FTX transfers $8.3 million daily before the updated restructuring proposal deadline.

FTX transfers $8.3 million daily before the updated restructuring proposal deadline.

The now-bankrupt FTX exchange and its sister trading firm, Alameda Research, transferred $8.3 million on May 6, sparking anxiety among creditors waiting for payment.

The transfer came one day before FTX debtors were set to disclose a fresh restructuring plan, adding intrigue to an already difficult situation.

PeckShield notifications show that two FTX-linked wallets and Alameda Research moved cash. The FTX wallet sent 860 Tether Gold (XAUT) tokens valued more than $2 million to algorithmic trading firm Wintermute.

An Alameda wallet delivered 2,027 Ether, worth over $6.3 million, to two unspecified addresses. These transactions take place during a critical stage in FTX’s bankruptcy proceedings, but their purpose is unknown.

FTX debtors must file a new “Plan and Disclosure Statement” by May 7, leaving creditors eager to find out how they will be reimbursed.

The modified restructuring plan will provide creditors with greater clarity in terms of recovery. However, several creditors are concerned that the amended plan will not sufficiently protect their interests.

Sunil, a member of the FTX Customer Ad-Hoc Committee representing over 1,500 debtors, issues a warning. Sunil warned consumers to consider future strategies that may favor debtors over creditors.
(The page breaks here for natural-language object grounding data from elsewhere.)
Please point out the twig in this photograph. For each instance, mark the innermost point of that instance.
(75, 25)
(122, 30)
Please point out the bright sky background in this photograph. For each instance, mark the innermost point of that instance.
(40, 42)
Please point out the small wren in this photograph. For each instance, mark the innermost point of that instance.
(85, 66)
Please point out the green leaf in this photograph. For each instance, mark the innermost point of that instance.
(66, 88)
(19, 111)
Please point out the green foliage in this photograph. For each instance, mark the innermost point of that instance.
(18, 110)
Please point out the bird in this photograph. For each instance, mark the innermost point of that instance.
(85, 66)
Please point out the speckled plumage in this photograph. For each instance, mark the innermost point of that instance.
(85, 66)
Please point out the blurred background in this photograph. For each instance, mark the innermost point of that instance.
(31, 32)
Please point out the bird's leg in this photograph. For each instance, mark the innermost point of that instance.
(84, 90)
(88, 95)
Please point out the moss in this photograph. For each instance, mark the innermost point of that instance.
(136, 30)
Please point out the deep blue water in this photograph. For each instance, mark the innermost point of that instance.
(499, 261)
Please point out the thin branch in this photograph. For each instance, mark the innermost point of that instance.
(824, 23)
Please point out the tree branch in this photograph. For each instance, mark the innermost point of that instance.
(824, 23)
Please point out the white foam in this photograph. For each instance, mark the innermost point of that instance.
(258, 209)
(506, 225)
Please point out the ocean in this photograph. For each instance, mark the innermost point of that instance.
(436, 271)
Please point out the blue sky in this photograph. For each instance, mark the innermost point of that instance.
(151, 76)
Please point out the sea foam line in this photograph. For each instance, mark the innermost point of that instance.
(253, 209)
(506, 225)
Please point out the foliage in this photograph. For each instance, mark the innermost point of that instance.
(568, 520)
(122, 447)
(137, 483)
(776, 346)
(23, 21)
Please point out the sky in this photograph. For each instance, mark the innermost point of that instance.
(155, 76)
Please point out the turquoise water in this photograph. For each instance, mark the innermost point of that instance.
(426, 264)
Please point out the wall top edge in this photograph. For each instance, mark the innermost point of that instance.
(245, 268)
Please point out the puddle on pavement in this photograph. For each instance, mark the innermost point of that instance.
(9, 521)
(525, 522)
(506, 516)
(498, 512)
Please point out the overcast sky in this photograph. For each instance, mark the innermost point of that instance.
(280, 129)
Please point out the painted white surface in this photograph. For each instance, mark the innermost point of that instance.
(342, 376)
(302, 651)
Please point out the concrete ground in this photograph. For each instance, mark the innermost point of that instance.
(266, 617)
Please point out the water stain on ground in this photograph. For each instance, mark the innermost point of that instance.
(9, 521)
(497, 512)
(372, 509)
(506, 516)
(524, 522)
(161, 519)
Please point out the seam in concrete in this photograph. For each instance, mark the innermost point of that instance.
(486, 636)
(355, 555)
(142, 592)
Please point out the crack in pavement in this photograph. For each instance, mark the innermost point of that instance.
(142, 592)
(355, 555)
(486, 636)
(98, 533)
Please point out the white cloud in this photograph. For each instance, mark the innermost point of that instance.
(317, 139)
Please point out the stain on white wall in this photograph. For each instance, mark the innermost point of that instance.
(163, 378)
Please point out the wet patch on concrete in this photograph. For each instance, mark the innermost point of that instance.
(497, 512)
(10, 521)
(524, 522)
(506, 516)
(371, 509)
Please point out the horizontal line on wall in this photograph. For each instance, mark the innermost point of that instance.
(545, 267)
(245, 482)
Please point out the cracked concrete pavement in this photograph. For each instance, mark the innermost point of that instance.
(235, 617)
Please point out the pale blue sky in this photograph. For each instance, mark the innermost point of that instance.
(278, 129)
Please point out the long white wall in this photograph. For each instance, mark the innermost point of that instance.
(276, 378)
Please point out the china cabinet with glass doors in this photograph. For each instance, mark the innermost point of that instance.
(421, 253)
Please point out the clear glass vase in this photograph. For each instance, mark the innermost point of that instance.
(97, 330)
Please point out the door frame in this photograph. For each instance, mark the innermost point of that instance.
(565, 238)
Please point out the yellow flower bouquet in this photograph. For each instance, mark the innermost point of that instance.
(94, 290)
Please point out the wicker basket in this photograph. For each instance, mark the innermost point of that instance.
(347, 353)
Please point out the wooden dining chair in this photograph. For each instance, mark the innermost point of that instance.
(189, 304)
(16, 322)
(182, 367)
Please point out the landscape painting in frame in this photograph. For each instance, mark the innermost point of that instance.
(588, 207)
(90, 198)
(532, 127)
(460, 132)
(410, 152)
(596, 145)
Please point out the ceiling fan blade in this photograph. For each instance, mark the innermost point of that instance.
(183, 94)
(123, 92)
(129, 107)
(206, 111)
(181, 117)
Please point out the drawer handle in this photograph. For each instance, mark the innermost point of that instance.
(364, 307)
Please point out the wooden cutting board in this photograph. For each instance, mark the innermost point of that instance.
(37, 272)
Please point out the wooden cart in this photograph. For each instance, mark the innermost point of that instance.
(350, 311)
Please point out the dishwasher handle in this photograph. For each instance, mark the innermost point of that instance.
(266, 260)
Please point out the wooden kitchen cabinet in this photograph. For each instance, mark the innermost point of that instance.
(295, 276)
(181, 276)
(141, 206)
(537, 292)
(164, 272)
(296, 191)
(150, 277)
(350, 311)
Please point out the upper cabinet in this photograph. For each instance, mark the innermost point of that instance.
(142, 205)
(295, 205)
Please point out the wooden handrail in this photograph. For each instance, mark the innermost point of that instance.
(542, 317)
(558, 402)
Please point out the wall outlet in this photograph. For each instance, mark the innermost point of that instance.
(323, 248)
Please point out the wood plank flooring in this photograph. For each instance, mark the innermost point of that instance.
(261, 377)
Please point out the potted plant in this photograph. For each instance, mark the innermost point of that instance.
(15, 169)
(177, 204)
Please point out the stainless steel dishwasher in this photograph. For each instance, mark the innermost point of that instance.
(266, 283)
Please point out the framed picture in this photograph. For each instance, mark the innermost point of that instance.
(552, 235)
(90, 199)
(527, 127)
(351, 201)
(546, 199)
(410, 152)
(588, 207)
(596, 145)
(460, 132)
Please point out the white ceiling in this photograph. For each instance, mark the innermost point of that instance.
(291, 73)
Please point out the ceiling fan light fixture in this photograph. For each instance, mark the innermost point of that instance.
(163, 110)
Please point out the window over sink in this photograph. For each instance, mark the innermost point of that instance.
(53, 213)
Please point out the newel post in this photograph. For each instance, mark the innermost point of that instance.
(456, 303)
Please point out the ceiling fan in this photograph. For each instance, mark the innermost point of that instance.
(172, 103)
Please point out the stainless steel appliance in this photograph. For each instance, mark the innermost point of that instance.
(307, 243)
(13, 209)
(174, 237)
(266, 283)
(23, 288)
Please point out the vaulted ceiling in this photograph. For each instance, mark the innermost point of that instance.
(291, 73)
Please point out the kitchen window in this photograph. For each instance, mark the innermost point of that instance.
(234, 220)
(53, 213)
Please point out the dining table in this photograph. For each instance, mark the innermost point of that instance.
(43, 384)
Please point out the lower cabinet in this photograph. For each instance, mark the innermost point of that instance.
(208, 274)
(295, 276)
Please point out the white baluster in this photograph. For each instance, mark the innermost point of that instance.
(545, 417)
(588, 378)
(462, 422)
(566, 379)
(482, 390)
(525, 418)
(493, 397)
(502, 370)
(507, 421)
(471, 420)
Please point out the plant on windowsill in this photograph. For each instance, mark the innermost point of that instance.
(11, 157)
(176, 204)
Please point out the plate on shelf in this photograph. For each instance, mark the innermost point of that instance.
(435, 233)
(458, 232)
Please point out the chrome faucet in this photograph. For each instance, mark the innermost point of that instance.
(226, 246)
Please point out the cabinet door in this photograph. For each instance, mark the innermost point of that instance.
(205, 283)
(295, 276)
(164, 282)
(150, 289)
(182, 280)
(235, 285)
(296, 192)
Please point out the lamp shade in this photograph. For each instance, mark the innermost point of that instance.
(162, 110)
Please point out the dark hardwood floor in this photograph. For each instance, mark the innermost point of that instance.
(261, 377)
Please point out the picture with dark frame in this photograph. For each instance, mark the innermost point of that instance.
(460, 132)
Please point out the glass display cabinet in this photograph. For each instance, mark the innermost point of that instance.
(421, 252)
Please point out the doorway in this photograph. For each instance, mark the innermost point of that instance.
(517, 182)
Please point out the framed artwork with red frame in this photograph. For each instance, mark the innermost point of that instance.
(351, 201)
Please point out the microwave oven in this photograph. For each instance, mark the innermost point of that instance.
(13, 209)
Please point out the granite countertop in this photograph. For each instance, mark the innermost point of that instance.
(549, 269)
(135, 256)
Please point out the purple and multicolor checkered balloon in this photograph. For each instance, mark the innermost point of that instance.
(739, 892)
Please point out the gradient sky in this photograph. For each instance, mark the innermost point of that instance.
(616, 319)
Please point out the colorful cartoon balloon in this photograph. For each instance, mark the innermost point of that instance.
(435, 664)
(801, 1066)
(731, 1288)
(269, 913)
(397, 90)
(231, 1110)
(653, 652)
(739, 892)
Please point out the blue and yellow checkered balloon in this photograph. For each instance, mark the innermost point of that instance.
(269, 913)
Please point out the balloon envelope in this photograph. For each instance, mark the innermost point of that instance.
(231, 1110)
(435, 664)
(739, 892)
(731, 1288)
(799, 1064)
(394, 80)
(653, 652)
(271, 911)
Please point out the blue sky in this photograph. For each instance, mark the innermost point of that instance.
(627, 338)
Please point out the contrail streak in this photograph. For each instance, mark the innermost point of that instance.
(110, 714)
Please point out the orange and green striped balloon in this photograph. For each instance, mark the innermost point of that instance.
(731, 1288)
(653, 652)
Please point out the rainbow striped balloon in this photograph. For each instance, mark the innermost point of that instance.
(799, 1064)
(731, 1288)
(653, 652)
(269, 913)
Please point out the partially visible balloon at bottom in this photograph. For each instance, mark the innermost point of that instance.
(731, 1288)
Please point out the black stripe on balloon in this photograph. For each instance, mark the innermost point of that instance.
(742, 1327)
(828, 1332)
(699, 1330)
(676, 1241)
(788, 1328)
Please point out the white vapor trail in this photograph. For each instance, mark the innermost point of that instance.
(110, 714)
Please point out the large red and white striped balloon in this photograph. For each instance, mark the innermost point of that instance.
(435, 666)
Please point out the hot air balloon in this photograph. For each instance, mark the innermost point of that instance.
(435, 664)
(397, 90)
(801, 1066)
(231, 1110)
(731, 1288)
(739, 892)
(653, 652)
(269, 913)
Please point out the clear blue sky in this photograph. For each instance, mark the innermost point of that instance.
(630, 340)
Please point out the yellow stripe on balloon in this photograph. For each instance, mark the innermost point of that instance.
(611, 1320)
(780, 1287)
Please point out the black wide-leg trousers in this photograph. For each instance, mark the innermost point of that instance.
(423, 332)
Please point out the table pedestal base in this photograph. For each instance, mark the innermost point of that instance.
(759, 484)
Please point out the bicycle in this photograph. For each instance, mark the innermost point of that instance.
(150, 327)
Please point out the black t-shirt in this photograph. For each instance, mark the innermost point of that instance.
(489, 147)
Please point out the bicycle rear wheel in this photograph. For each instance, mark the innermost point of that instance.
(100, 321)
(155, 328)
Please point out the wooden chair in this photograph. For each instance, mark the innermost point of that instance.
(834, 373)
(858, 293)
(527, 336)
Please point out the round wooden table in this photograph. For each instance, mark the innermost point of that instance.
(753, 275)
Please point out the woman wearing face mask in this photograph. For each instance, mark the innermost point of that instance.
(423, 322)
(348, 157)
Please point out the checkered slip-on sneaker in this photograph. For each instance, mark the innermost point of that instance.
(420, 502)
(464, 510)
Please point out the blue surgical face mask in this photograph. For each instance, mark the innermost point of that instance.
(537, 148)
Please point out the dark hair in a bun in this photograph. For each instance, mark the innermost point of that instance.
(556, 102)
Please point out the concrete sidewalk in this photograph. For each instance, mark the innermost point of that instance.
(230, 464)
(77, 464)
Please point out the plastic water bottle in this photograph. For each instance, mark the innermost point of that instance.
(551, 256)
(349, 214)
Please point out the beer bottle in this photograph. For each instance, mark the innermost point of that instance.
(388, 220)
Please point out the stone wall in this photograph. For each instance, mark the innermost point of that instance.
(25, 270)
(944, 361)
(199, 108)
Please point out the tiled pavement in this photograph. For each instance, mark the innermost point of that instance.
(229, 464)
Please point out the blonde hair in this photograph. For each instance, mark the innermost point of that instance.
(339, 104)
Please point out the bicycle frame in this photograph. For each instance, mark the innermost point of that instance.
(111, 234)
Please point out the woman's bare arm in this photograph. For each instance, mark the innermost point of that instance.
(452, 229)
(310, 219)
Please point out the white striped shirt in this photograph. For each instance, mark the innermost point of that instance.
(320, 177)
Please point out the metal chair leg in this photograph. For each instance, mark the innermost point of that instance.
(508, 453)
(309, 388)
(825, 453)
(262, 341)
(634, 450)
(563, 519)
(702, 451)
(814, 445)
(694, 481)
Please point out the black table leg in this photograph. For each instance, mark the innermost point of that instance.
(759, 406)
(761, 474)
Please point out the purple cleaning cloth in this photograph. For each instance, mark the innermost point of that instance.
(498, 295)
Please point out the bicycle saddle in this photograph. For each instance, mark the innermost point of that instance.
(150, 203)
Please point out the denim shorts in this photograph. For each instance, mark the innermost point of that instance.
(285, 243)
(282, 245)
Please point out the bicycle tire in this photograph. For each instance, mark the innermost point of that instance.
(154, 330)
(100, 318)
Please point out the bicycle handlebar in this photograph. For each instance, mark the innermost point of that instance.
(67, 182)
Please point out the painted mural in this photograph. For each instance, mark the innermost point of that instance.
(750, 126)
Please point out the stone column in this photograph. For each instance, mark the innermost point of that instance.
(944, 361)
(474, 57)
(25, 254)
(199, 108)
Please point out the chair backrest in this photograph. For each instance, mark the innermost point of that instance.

Sullivan & Cromwell may insert phrases that Clear them of criminality. Sunil wrote on May 5 X. “S&C puppet John Ray lands a job. Property rights are not recognized by creditors.”

FTX Bankruptcy: Cryptomarket Disaster Sunil raised concerns about crime absolution clauses and creditors’ property rights.

Court battles, such as those involving bankruptcy firm Sullivan & Cromwell (S&C), complicate matters.

“S&C knew of FTX US and FTX Trading Ltd.’s omissions, untruthful and fraudulent conduct, and misappropriation of Class Members’ funds,” FTX creditors stated in a court filing on February 16. Despite this information, S&C stood to profit financially from the FTX Group’s wrongdoing, implying that they participated in criminal activity.”